Tuesday, November 14, 2023

Doctor in the Tardis

After a decade-long hiatus of not seeing my family doctor, on September 27 I had my first appointment with a new doctor. After taking down some of my personal information we agreed to my doing a blood test and an Ontario Health fecal immunochemical test. In an October 13 phone appointment, he relayed the bad news: My cholesterol was high, which when combined with my family history of stroke (my father had one) suggested medication. When I indicated reticence to go on meds he allowed me a three-month reprieve of diet and exercise followed by a retest. To add insult to injury, the fecal test proved abnormal, inviting a colonoscopy. I suggested that the result was a false positive based on contamination with hemorrhoidal bleeding.

So I spent a month researching the matter and, this afternoon, saw him in order to share my findings. I decided ahead of time not to get into the family-history-of-stroke matter which I saw as confirmation bias on his part (he didn't even know at what age my father had the stroke). The diet-and-exercise bit is of course something to be suggested regardless (as it is generally worthwhile), not as a designed-to-fail antidote to statins. I wasn't going to get into that either as it evidenced a desire to get me on meds and I didn't want to be confrontational. At any rate, the matter was moot as I had found sources that suggested (in the absence of cardiovascular disease, diabetes, etc.) that I had no need to be on meds.

First, I presented Dr. Ian Neeland's (22 Dec 2020) podcast quotation of "10 years on a statin with low LDL cholesterol might decrease your risk [of heart attack, stroke, etc.] by 20 percent" as being (for me) a negligible benefit. Next, I presented Robert M. Kaplan's (3 Apr 2019) opinion piece on preventing heart disease, starting with some absolute risk-of-dying meta-analysis statistics and concluding with "... observations on people over the age of 70 do not show any statistically significant statin-related reductions in deaths from any cause."

Throughout most of the session my doctor seemed overly defensive, mildly angry perhaps. He interrupted me several times, explained that he was following guidelines, and cautioned me on cherry-picking data.
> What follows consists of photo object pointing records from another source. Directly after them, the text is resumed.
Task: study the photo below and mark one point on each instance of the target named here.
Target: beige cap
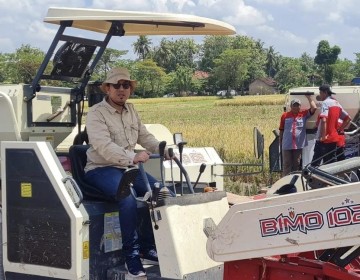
(115, 75)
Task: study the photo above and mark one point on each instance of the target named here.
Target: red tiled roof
(269, 81)
(201, 75)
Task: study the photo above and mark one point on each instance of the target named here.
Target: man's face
(323, 95)
(295, 108)
(120, 92)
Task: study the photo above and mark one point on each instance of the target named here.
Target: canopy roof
(139, 23)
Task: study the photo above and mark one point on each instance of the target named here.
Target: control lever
(171, 155)
(201, 170)
(162, 146)
(183, 171)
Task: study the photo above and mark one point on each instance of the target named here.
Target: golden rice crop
(225, 124)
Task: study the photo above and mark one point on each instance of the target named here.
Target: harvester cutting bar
(284, 268)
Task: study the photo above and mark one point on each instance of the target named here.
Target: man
(293, 134)
(114, 128)
(328, 127)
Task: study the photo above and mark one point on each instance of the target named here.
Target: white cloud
(292, 26)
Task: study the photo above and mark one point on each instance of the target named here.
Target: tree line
(184, 67)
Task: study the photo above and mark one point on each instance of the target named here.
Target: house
(263, 86)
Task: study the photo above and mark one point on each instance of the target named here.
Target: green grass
(225, 124)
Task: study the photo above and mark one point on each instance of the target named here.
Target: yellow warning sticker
(86, 250)
(26, 190)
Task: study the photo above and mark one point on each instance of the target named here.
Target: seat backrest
(78, 158)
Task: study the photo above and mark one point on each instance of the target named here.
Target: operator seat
(78, 158)
(77, 154)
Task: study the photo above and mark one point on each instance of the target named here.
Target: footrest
(121, 273)
(340, 256)
(126, 182)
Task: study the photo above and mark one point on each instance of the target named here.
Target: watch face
(178, 138)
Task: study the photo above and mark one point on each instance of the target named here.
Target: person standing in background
(328, 127)
(293, 134)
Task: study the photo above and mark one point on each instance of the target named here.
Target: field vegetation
(226, 124)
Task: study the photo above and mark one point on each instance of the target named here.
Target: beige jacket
(113, 136)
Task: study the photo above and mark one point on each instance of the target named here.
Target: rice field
(225, 124)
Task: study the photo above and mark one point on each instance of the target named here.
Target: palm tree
(271, 57)
(142, 46)
(163, 54)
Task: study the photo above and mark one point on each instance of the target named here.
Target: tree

He closed the door to the hallway at one point. Much more was said but I choose here to be brief.

I had run out of my 15 minutes and I hadn't yet dealt with the fecal test. I asked for a couple more minutes. I explained my false-positive belief, suggested that it didn't matter anyways because I had "a very low long-term risk of colorectal cancer" based on a (19 Sep 2013) study on long-term colorectal-cancer incidence and mortality. I finished with Michael Bretthauer's "gold-standard trial" that had colonoscopies cutting cancer risk by only a fifth with no significant reduction in colon cancer mortality. How do you like them apples cherries?